Qian Xijing, Xu Chen, Zhao Ping, Qi Zhongtian
Department of Microbiology, Shanghai Key Laboratory of Medical Biodefense, Second Military Medical University, 800th Xiangyin Road, Shanghai 200433, PR China.
Department of Orthopedics, Changzheng Hospital Affiliated to Second Military Medical University, 415th Feng Yang Road, Shanghai 200003, PR China.
Virology. 2016 May;492:155-65. doi: 10.1016/j.virol.2016.02.020. Epub 2016 Mar 21.
HCV infection has a complex and dynamic process which involves a large number of viral and host factors. Long non-coding RNA GAS5 inhibits liver fibrosis and liver tumor migration and invasion. However, the contribution of GAS5 on HCV infection remains unknown. In this study, GAS5 was gradually upregulated during HCV infection in Huh7 cells. In addition, GAS5 attenuated virus replication with its 5' end sequences, as confirmed by different GAS5 truncations. Moreover, this 5' end sequences showed RNA-protein interaction with HCV NS3 protein that could act as a decoy to inhibit its functions, which contributed to the suppression of HCV replication. Finally, the innate immune responses remained low in HCV infected Huh7 cells, ruling out the possibility of GAS5 to modulate innate immunity. Thus, HCV stimulated endogenous GAS5 can suppress HCV infection by acting as HCV NS3 protein decoy, providing a potential role of GAS5 as a diagnostic or therapeutic target.
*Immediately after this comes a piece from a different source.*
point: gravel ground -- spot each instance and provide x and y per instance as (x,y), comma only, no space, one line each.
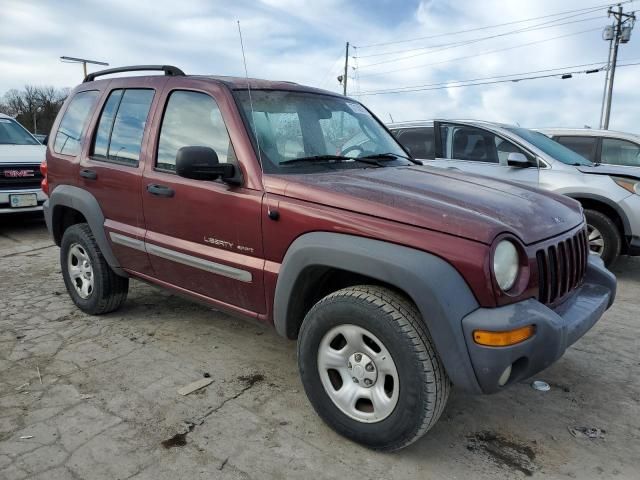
(96,397)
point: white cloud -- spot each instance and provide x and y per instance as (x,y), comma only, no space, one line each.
(304,40)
丙型肝炎病毒(HCV)感染是一个复杂且动态的过程,涉及大量病毒和宿主因素。长链非编码RNA GAS5可抑制肝纤维化以及肝脏肿瘤的迁移和侵袭。然而,GAS5在HCV感染中的作用尚不清楚。在本研究中,Huh7细胞感染HCV期间,GAS5表达逐渐上调。此外,不同的GAS5截短体证实,GAS5的5'端序列可减弱病毒复制。而且,该5'端序列显示与HCV NS3蛋白存在RNA-蛋白质相互作用,可作为诱饵抑制其功能,从而抑制HCV复制。最后,HCV感染的Huh7细胞中固有免疫反应仍然较低,排除了GAS5调节固有免疫的可能性。因此,HCV刺激产生的内源性GAS5可作为HCV NS3蛋白的诱饵抑制HCV感染,提示GAS5可能具有作为诊断或治疗靶点的潜在作用。